Question
Assume you have a $W \subset V$ such that $W$ is dense in $V$, where $W,V$ are metric spaces. You have a function $f: W \mapsto H$, where $H$ is another metric space. Also, $\lVert w\rVert_W = \lVert f(w)\rVert_H$ (ie $f$ is an isometry). My questions are:
- How do you "naturally extend" $f$ from $W$ to $V$ in an unique way, such that $f$ is still an isometry on $V$?
- What happens if $f$ is just a function, not necessarily an isometry?
- Do you need $W,V$ to be complete for this to work?
If in this general setting this is not possible, please refer below to the actual problem I have.
Thoughts
The obvious thing would be to find a sequence $(w_i)_{i\ge 0} \subset W$ that tends in the $V$-norm to $v \in V$ and define $$f(v) = \lim_{n \to \infty} f(w_n)$$
But I have already trouble proving that it's an isometry; in fact doing
$$\lVert f(v) \rVert _V =\lVert \lim_{n \to \infty}f(w_n) \rVert _V \mathop{=}^? \lim_{n \to \infty} \lVert f(w_n) \rVert _V = \lim_{n \to \infty} \lVert w_n \rVert _V = \lVert v \rVert _V$$
But how to justify bringing the limit outside?
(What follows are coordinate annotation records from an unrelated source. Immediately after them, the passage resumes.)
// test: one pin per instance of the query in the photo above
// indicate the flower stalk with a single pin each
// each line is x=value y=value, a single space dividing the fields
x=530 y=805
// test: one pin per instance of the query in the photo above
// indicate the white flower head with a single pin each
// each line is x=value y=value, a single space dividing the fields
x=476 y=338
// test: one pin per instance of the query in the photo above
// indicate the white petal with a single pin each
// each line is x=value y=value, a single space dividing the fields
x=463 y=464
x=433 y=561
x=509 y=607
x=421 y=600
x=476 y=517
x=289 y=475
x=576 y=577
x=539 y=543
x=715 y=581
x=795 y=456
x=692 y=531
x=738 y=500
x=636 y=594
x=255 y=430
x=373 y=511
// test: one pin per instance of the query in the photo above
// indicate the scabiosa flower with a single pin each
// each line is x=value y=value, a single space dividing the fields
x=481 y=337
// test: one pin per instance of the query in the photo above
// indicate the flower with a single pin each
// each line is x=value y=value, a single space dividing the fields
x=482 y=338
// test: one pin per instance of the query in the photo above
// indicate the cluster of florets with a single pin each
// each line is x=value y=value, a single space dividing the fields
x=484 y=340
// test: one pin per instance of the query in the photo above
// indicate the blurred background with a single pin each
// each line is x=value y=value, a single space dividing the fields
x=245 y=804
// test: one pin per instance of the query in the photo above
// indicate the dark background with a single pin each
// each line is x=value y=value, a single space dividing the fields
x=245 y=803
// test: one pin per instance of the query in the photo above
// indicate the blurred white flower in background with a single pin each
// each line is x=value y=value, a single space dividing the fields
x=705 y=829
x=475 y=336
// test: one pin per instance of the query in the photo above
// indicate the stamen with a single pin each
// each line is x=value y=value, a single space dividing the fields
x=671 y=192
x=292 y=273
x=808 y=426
To check that is well defined one would also need to check that if $w_n, v_n $ both tend in the $V$-norm to $v$, then
$$f(v) = \lim_{n \to \infty} f(w_n) = \lim_{n \to \infty} f(v_n)$$
It's easy to show that $\lVert v_n - w_n \rVert_V \to 0$, which implies $$\lVert f(w_n) - f(v_n) \rVert_V \to 0$$, but that does not imply pointwise convergence (as in the limit above). Can you provide some help?
Actual background
The actual problem is: I have defined the stochastic integral on the space $\Lambda_1$ of simple processes. I view $\Lambda_1$ as a subspace of $L^2(\Omega \times \mathbb R_+, \mathcal G \otimes \mathcal B(\mathbb R_+), dP \times ds)$.
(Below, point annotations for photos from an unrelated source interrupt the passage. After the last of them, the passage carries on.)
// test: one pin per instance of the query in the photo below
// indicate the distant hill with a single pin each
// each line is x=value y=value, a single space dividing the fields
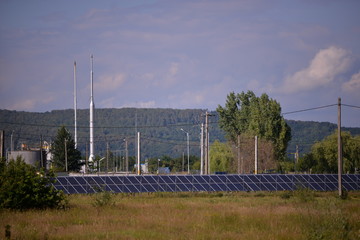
x=160 y=130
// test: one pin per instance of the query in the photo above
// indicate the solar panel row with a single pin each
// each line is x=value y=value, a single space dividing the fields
x=208 y=183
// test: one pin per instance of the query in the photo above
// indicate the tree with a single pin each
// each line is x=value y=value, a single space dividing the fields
x=63 y=138
x=221 y=157
x=323 y=156
x=22 y=187
x=245 y=114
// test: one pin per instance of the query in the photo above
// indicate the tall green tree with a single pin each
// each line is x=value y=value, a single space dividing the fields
x=323 y=156
x=221 y=157
x=247 y=114
x=23 y=187
x=63 y=138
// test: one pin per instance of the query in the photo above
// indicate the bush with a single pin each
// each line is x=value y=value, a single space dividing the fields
x=102 y=199
x=23 y=187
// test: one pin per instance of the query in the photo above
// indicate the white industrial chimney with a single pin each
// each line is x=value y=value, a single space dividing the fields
x=92 y=108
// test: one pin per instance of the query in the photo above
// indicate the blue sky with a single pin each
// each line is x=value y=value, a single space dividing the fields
x=181 y=54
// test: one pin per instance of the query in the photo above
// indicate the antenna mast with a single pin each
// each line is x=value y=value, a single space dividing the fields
x=75 y=104
x=92 y=107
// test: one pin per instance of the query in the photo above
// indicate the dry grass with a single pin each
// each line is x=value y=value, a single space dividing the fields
x=193 y=216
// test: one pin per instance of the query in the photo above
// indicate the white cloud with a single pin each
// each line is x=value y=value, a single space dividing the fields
x=352 y=85
x=322 y=70
x=109 y=82
x=170 y=77
x=148 y=104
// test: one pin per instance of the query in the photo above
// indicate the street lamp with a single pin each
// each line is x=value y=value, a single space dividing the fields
x=188 y=148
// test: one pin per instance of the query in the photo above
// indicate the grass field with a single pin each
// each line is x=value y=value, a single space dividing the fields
x=301 y=214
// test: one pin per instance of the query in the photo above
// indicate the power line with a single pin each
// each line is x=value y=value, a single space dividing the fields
x=352 y=106
x=309 y=109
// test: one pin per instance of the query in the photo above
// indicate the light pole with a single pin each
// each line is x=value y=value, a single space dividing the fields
x=188 y=149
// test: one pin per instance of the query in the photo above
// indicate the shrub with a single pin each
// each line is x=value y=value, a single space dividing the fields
x=102 y=199
x=23 y=187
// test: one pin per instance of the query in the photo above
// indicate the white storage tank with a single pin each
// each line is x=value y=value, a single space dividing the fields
x=31 y=157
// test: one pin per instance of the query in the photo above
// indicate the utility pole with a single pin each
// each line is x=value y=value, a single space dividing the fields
x=66 y=169
x=202 y=150
x=339 y=150
x=188 y=148
x=107 y=157
x=207 y=142
x=296 y=157
x=126 y=157
x=239 y=162
x=12 y=142
x=138 y=154
x=256 y=155
x=2 y=143
x=41 y=155
x=183 y=163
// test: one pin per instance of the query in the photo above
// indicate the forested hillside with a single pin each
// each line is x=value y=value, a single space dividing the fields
x=160 y=130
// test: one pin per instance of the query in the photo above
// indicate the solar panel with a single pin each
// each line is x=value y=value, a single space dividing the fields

Then I show that $\Lambda_1$ is dense in $\Lambda_2 = L^2(\Omega \times \mathbb R_+, \mathcal P, dP \times ds)$ where $\mathcal P$ is the sigma algebra generated by progressively measurable sets. The function $f$ in this context would be the function $$K \in \Lambda_1 \mapsto \int_0^\infty K_s dB_s \in L^2(\Omega, \mathcal G, dP)$$
which is an isometry, and I want to extend it as such from $\Lambda_1$ to $\Lambda_2$ ($B_s$ is a brownian motion)
If $\displaystyle \ell:= \lim_{n\to \infty}f(v_n)$, then reverse triangle inequality gives: $$|\Vert f(v_n)\Vert-\Vert \ell\Vert|\leq \Vert f(v_n)-\ell \Vert$$ so $\displaystyle \lim_{n\to \infty} \Vert f(v_n)\Vert = \Vert \ell\Vert =\Vert \lim_{n\to\infty} f(v_n)\Vert$.
How to prove that $(f(v_n))$ converges? If $H$ is complete, then note that $(v_n)$ converges thus it is a Cauchy sequence. Hence $(f(v_n))$ is a Cauchy sequence because $f$ is an isometry and it converges since $H$ is complete. I don't know what to do if $H$ is not complete.
Now, if $(v_n)$ and $(w_n)$ converge to a same $v$, then as you noted, $\Vert f(v_n)-f(w_n)\Vert$ tends to 0. Since $(f(v_n))$ converges to some $\ell$ and $(f(w_n))$ converges to some $\ell'$, continuity of the norm (see 1. above) shows that $$0= \lim_{n\to\infty} \Vert f(v_n)-f(w_n)\Vert =\Vert \ell-\ell'\Vert$$ thus $\ell=\ell'$.